In July 2007, I predicted in this newspaper a stock market collapse. Last year, I warned that the euro zone was structurally untenable, of simmering Middle East tensions, and that the economies of China, Japan and the euro zone would dip. They did.
Ahead, expect continuing turmoil spiced by flights to safety, beggar-thy-neighbour policies and monetary stimulus inducing inflation. To appreciate why, let's spin the globe.
The euro zone is doomed in its present form. Austerity measures will elicit economic contractions and demonstrations. German voters, who complain still about the costs of German reunification, will soon realise that Greece will be the first, not the last, to be rescued. Rather than a central governing authority, a far more likely outcome in the euro zone is a group of sub-currencies that float within ranges, beginning with a euro-drachma. It will not be a smooth transition, and there'll be turmoil when the zone is dismembered.
In the US, politicians and legislators failed to find a way to trim government deficits. Some claim higher taxes are the answer. Others know better but lack the political will to confront beneficiaries. The truth is that US government spending is profligate. This will be admitted, but it will take time, especially in an election year. Until then, Federal Reserve chairman Ben Bernanke or his successor will accommodate with monetary easing that other central bankers will emulate via protectionist beggar-thy-neighbour policies. This will bring inflation.

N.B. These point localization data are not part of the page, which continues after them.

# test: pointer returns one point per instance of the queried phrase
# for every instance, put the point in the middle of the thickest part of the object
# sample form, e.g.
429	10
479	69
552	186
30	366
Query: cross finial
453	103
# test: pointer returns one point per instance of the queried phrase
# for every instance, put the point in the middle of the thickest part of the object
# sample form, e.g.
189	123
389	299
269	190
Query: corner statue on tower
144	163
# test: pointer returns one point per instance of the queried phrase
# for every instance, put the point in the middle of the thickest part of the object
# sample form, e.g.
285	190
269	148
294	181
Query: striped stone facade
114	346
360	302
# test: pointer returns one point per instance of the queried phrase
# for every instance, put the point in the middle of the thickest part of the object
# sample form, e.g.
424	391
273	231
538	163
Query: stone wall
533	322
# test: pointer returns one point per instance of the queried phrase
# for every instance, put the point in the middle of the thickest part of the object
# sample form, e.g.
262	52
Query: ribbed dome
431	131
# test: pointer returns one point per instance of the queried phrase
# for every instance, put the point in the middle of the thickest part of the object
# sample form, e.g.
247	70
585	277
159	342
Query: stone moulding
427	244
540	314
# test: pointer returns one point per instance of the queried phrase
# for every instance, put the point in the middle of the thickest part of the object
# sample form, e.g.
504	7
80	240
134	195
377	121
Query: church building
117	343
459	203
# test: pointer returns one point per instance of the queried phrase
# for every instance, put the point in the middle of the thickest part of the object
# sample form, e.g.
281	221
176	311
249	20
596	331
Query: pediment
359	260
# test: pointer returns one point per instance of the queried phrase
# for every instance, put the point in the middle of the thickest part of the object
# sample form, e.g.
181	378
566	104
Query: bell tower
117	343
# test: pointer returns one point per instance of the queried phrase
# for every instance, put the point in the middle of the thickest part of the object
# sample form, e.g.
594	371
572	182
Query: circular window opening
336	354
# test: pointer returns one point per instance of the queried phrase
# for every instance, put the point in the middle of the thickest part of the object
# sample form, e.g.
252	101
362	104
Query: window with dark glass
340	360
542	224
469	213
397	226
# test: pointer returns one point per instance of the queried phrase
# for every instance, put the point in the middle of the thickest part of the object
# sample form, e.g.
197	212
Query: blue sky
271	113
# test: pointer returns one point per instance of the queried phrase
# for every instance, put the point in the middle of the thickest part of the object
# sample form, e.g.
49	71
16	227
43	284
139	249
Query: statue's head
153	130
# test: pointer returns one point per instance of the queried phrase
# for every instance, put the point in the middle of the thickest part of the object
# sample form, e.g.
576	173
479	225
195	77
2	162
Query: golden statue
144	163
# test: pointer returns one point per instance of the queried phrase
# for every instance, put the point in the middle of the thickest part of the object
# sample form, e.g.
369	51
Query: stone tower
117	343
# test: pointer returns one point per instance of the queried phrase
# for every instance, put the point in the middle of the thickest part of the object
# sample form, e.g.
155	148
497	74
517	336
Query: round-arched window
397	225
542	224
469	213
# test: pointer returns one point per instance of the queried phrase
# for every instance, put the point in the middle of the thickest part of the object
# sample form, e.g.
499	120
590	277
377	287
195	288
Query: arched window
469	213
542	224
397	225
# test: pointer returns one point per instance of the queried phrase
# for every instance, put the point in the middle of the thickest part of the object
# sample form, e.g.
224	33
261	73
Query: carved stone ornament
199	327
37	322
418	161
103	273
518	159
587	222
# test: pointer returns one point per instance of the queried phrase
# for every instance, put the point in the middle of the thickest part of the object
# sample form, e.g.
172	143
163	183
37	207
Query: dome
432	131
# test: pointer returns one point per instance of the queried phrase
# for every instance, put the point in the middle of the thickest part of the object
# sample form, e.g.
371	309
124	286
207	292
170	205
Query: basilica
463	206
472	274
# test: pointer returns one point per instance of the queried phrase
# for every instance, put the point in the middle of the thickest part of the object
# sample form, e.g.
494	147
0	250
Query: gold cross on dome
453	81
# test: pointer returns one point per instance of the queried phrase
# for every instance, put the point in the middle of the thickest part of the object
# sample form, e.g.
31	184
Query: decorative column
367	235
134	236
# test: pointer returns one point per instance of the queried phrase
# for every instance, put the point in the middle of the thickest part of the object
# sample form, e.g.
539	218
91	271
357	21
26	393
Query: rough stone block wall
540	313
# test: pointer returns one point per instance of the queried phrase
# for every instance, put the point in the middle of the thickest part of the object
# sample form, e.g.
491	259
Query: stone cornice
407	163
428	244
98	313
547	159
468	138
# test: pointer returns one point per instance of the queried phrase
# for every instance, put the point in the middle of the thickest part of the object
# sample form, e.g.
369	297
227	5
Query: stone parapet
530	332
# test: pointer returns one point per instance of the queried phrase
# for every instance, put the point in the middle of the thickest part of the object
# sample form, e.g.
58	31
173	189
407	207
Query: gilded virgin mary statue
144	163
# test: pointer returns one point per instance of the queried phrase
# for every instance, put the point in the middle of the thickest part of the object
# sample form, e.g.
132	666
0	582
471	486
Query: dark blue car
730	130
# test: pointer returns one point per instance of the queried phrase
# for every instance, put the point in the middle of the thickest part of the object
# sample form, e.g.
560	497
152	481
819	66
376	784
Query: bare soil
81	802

If governments augment this policy with tariffs, things will get worse. Equally worrying is moral hazard inherent in the government rescues of banks, or any industry for that matter.
China is a further cause for concern. Amid a leadership transition, it persisted with self-serving mercantilist policies that slowed the global economy as domestic asset bubbles ballooned. Investment curbs spurred families to buy flats and help sons attract scarce wives, and there will be few mortgages to walk away from as prices fall. Idle steel mills, empty convention centres and malls, flightless airports and entire ghost cities attest to misguided stimulus of investment, with another banking crisis already on the cards.